Mycophenolate mofetil has been shown to be effective for lupus nephritis in a number of controlled trials [14]. This regimen has not been compared to mycophenolate mofetil. It is simply noted that satisfactory results with mycophenolate mofetil are dependent on compliance which is inhibited by gastrointestinal side effects [3]. The package insert notes that mycophenolate mofetil is to be administered twice daily despite digestive side effects reported in more than twenty percent of patients [20].

This remains only a small number of patients. Nonetheless, none of the twelve patients reported have developed significant corticosteroid related complications and none manifest a "cushingoid" appearance. All report feeling, "like I don't have lupus anymore." The maximum current dose of prednisone is 10 mgs/day. In contrast to patients receiving seventeen doses of cyclophosphamide at 1 gm/M2 and hence a total dose of 17 gms/M2 over three years, these patients received at most 6.75 gms/M2 of cyclophosphamide over eighteen months. Similar results have been obtained for the patients subsequently receiving this regimen, but the emphasis of this manuscript is the sustained response.

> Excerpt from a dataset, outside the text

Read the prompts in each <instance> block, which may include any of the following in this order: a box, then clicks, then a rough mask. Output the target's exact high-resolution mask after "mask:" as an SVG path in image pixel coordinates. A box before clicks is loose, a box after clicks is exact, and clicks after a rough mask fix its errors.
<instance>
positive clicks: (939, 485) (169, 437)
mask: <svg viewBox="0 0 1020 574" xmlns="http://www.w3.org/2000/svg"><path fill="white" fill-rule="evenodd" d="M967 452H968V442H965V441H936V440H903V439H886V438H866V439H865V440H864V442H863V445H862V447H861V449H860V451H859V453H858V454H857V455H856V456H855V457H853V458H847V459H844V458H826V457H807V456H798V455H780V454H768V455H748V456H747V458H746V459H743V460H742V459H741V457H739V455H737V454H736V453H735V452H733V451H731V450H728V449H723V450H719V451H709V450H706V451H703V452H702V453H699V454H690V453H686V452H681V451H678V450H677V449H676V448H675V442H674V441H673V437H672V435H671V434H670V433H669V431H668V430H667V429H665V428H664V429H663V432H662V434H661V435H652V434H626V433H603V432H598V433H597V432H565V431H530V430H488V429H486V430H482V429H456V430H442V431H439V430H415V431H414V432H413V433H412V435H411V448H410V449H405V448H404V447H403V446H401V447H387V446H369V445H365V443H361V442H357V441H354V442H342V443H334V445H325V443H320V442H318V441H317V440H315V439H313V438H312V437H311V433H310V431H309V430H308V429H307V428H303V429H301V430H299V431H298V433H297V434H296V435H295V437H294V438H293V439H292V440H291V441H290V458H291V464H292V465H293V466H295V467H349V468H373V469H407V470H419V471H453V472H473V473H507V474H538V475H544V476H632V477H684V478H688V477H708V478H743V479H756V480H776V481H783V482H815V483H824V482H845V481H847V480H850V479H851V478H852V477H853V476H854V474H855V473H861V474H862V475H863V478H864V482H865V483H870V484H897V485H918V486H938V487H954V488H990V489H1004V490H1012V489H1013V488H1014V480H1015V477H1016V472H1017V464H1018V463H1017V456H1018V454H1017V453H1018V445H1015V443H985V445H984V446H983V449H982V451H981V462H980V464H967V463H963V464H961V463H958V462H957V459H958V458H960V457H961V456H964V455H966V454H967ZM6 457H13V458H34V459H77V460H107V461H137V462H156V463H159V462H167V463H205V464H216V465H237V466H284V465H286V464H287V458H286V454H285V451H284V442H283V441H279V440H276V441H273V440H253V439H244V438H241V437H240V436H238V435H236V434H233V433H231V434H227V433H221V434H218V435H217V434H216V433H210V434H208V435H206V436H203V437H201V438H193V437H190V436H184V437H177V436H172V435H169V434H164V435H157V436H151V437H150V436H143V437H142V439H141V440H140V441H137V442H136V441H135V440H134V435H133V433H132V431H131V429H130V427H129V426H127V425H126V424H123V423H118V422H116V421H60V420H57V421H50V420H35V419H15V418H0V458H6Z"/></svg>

Although we have Black patients receiving this regimen, none have yet completed five years of follow-up. There is concern that disease severity and medication efficacy may vary between races in patients with SLE [21].

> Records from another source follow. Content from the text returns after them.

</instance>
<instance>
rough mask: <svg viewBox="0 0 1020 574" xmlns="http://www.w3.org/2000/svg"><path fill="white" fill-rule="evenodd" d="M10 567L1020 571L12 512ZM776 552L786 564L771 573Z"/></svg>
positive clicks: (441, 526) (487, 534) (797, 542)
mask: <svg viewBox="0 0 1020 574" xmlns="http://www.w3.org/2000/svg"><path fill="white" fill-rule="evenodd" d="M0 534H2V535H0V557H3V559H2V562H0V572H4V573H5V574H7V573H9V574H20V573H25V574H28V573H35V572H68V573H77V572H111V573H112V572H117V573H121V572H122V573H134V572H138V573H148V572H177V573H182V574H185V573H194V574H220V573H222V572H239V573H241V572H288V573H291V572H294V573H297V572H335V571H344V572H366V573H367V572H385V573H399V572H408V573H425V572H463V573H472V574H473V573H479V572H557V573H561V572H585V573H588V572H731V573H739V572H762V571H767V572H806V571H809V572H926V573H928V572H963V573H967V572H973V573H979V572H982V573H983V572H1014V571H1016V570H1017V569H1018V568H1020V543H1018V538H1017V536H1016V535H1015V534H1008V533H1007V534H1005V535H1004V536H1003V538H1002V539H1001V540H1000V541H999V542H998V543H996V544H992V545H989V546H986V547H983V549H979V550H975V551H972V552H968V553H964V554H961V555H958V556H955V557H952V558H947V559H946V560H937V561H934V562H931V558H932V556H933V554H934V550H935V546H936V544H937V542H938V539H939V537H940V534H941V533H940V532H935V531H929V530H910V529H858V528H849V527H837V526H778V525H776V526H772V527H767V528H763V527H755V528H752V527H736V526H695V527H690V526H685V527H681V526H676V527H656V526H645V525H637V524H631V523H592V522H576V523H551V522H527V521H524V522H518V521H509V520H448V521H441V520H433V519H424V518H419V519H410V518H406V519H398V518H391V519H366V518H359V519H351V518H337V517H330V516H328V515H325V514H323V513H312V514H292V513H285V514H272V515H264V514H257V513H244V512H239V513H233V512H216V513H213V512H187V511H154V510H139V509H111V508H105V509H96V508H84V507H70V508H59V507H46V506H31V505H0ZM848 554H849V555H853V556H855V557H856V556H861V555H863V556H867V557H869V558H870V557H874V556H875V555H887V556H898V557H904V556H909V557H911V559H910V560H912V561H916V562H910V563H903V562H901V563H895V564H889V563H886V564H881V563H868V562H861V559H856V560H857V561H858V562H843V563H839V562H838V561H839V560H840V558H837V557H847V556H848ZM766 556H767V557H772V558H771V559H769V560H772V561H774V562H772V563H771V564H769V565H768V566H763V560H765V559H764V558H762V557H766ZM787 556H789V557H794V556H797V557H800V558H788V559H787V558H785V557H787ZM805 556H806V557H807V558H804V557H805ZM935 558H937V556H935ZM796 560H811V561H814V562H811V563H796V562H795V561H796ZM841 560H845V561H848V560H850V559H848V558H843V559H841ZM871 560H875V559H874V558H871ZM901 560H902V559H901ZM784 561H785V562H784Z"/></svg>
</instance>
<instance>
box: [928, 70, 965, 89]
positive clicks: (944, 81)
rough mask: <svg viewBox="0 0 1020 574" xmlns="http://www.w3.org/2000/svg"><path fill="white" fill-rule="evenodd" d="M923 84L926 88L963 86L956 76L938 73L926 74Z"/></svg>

The major advantage of this regimen was the ability to rapidly reduce the dosage of corticosteroids without disease flare and prevent (or rapidly resolve) the development of Cushingoid faces and other complications of corticosteroid therapy. All patients were compliant with the need for hospital admissions at the specified intervals and any noncompliance would have been immediately evident. While patients admit to occasionally forgetting their current dosage of prednisone (in most cases 5 mg daily) they do not report any resistance to this low dosage. It is uncertain whether it in fact remains necessary [22].